This is the speed champion right now and it is not particularly close:

MetricGemini 2.0 Flash
First token latency~250-350ms
Output tokens/sec150-200
Context window1M tokens
Price (input)$0.075/1M tokens
Price (output)$0.30/1M tokens
Function callingYes

The 1M token context window is genuinely useful for long interview sessions where you want to keep the entire conversation history. The price is also excellent — a typical 45-minute interview with ~8k tokens in and ~2k tokens out costs roughly $0.0006 in LLM costs alone.

The tradeoff is reasoning depth. For behavioral interview questions where the AI needs to probe deeply and recognize complex answer patterns, Gemini Flash occasionally gives shallower follow-ups than GPT-4o or Claude. For structured, formulaic interviews (screening calls, technical trivia), Flash is excellent.

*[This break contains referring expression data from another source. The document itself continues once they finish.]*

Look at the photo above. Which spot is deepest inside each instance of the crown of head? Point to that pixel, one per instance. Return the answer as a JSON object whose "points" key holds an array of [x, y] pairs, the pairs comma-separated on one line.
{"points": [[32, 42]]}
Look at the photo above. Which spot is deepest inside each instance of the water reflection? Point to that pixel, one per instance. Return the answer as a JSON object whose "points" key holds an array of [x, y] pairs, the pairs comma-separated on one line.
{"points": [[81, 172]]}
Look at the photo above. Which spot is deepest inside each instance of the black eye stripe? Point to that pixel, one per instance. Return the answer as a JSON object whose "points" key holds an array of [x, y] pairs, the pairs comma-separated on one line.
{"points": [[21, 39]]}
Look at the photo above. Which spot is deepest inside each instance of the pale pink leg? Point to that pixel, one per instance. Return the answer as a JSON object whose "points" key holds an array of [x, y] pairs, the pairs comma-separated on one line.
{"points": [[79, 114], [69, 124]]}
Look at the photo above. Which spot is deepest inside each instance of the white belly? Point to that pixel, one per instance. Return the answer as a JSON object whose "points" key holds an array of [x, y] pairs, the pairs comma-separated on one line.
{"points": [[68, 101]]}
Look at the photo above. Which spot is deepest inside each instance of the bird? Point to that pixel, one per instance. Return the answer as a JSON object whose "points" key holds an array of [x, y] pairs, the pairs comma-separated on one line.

import google.generativeai as genai
from google.generativeai.types import GenerationConfig

genai.configure(api_key="YOUR_KEY")

model = genai.GenerativeModel(
    model_name="gemini-2.0-flash",
    system_instruction="""You are Alex, a senior technical interviewer at Acme Corp.
    You are conducting a 45-minute software engineering interview.
    Your job is to assess the candidate's technical depth, problem-solving approach,
    and communication skills. Ask one question at a time. When the candidate finishes
    answering, either ask a follow-up to probe deeper or move to the next topic.
    Keep responses concise — 2-3 sentences maximum for interview questions.
    Do not explain your reasoning or evaluation to the candidate.""",
    generation_config=GenerationConfig(
        max_output_tokens=150,  # Keep responses short for voice
        temperature=0.7,
    )
)

async def get_interviewer_response(conversation_history: list[dict]) -> str:
    # Stream response for lower perceived latency
    response_text = ""
    async for chunk in await model.generate_content_async(
        conversation_history,
        stream=True,
    ):
        if chunk.text:
            response_text += chunk.text
            yield chunk.text  # Yield tokens as they arrive for TTS streaming

GPT-4o

GPT-4o is the quality benchmark for complex interview scenarios:

MetricGPT-4o
First token latency~400-600ms
Output tokens/sec60-80
Context window128k tokens
Price (input)$2.50/1M tokens
Price (output)$10.00/1M tokens
Function callingYes (best-in-class)

GPT-4o’s function calling is noticeably more reliable than alternatives — when you define tools for “mark_answer_complete,” “request_code_example,” or “trigger_evaluation,” GPT-4o calls them at the right moments without hallucinating extra tool calls or forgetting to call them.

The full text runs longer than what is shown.